Notice that reset value can actually be any value, simply replace the zeros and width to appropriate values.

Chisel also has an implict global reset signal that you can use in a when block. The reset signal is conveniently called reset and does not have to be declared, but in order to treat it as a Bool, you need to add the toBool cast. The shift register using this implict global reset now looks like:

class ShiftRegister extends Module {
  val io = IO(new Bundle {
    val in     = Input(UInt(1.W))
    val enable = Input(Bool())
    val out    = Output(UInt(1.W))
  })
  val r0 = Reg(UInt())
  val r1 = Reg(UInt())
  val r2 = Reg(UInt())
  val r3 = Reg(UInt())
  when(reset.toBool) {  // interpret reset as a Bool
    r0 := 0.U
    r1 := 0.U
    r2 := 0.U
    r3 := 0.U
  } .elsewhen(io.enable) {
    r0 := io.in
    r1 := r0
    r2 := r1
    r3 := r2
  }
  io.out := r3
}

This will generate slightly different looking Verilog source code but will still function the same as the previous implementation of the shift register with reset.

Sequential Circuit

The following exercises can be found in your $TUT_DIR/src/main/scala/problems/ folder. You will find that some parts of the tutorial files have been completed for you and the section that you need to complete is indicated in the file. The solutions to each of these exercises can be found in the $TUT_DIR/src/main/scala/solutions/ folder.

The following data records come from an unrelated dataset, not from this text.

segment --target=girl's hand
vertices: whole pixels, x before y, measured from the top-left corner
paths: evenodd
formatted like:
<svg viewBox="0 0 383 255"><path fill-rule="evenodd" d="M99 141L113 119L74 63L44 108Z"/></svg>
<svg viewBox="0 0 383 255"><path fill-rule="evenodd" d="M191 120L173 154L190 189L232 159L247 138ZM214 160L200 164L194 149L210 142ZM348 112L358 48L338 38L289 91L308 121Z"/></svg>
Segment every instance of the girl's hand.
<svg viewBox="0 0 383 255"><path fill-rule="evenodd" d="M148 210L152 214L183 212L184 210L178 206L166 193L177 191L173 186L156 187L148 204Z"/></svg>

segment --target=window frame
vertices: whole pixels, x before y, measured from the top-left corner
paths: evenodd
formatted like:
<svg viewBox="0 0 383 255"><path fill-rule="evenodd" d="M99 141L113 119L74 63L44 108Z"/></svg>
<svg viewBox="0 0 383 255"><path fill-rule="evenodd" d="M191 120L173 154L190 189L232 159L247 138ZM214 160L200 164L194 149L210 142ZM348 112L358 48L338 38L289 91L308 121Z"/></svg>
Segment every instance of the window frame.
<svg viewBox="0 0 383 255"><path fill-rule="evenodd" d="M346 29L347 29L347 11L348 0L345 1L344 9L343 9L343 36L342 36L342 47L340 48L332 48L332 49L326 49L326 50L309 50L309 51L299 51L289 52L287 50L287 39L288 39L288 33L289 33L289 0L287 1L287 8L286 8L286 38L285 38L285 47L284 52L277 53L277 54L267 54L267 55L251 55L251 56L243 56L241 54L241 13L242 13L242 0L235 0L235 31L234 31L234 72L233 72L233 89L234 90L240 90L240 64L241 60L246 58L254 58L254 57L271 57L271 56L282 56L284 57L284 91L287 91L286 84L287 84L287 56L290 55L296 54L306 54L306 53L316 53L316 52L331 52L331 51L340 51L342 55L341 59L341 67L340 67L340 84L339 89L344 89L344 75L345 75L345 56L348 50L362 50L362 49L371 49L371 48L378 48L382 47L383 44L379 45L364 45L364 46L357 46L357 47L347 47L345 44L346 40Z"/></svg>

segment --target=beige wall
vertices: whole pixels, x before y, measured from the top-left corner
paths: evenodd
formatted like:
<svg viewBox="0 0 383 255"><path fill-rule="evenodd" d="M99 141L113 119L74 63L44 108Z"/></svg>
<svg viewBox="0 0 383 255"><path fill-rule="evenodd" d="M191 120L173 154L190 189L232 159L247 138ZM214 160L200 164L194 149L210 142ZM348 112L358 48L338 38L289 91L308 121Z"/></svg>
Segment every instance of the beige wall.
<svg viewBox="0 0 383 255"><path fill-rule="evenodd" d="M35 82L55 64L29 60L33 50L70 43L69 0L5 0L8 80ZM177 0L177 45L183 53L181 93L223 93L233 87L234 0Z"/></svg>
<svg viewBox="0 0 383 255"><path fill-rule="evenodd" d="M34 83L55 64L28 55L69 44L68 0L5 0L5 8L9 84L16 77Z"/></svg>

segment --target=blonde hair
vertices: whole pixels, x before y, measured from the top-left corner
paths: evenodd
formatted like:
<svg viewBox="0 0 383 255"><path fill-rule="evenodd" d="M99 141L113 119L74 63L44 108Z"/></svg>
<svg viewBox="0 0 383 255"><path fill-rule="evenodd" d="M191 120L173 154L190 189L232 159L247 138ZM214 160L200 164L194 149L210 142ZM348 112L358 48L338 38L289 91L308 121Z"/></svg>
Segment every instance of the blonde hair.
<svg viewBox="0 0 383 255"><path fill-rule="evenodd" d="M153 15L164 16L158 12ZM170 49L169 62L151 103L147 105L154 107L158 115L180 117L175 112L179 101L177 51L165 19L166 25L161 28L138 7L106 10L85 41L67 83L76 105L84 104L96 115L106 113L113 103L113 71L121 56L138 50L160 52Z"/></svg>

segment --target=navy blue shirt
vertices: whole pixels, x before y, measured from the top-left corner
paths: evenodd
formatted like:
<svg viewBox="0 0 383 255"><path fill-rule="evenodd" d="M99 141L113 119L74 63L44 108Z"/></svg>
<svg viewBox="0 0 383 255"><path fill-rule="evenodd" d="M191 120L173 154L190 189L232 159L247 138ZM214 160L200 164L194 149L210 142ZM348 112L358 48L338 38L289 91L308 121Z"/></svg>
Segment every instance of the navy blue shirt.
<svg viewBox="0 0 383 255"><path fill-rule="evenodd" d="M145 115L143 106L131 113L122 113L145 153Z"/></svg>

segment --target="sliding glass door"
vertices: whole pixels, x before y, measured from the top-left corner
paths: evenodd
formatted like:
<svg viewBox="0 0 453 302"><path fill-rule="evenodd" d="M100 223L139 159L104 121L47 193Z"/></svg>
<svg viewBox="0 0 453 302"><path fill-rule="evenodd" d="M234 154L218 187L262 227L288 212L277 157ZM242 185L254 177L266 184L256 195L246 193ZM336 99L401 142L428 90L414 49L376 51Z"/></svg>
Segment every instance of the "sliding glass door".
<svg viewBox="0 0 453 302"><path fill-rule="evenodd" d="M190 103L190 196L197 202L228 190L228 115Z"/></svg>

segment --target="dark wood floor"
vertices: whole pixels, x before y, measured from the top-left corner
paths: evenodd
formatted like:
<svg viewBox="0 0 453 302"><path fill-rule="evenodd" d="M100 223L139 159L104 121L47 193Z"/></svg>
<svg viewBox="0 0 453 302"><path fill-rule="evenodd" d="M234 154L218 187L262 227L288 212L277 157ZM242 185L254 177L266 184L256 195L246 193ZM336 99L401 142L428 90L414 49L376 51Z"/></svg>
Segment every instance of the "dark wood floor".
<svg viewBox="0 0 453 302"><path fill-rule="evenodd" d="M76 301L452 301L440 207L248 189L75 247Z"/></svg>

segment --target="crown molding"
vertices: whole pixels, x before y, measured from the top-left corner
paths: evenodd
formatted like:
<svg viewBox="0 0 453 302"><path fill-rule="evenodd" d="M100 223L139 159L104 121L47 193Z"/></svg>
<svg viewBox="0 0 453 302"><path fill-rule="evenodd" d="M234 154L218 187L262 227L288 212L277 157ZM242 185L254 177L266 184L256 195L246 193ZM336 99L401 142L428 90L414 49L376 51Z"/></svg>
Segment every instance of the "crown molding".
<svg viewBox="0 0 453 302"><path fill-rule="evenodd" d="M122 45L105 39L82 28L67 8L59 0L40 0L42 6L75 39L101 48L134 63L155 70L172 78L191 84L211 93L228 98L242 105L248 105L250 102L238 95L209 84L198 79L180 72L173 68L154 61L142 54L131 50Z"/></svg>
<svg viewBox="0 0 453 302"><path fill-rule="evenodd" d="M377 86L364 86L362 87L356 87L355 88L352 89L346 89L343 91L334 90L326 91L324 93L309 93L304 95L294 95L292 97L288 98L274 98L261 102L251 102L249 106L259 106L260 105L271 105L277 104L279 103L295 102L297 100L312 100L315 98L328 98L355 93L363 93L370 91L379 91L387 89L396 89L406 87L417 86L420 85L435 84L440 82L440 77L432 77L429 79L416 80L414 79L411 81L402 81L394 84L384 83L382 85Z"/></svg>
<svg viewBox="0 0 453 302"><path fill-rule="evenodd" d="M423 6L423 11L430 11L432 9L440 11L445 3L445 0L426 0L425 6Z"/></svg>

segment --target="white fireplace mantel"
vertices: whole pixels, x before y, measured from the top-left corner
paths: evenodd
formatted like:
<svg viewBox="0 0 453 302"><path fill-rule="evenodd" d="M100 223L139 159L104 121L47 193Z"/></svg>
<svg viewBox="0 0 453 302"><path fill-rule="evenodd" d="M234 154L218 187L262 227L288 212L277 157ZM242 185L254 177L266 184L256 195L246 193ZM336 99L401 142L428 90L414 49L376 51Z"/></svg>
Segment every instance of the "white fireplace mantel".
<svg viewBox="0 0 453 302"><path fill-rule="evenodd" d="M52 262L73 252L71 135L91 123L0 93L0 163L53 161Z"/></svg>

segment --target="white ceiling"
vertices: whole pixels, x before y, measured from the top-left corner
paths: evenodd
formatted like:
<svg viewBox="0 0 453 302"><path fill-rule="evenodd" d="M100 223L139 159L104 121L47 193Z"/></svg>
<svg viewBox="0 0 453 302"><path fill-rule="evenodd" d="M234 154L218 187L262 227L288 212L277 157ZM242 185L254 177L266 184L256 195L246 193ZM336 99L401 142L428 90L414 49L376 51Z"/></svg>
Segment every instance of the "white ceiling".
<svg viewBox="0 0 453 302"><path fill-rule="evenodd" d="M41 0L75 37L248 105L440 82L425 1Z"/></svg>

The first tutorial problem is to write a sequential circuit that sums in values. You can find the template in $TUT_DIR/src/main/scala/problems/Accumulator.scala including a stubbed out version of the circuit:

class Accumulator extends Module {
  val io = IO(new Bundle {
    val in  = Input(UInt(1.W))
    val out = Output(UInt(8.W))
  })

  // flush this out ...

  io.out := 0.U
}

and a complete tester that confirms that you have successfully designed the circuit in $TUT_DIR/src/test/scala/problems/Accumulator.scala.

Run:

./run-problem.sh Accumulator

This should fail until you complete the circuit implementing the accumulator. Edit the src/main/scala/problems/Accumulator.scala source file and execute the run-problem.sh shell script until your circuit passes the tests.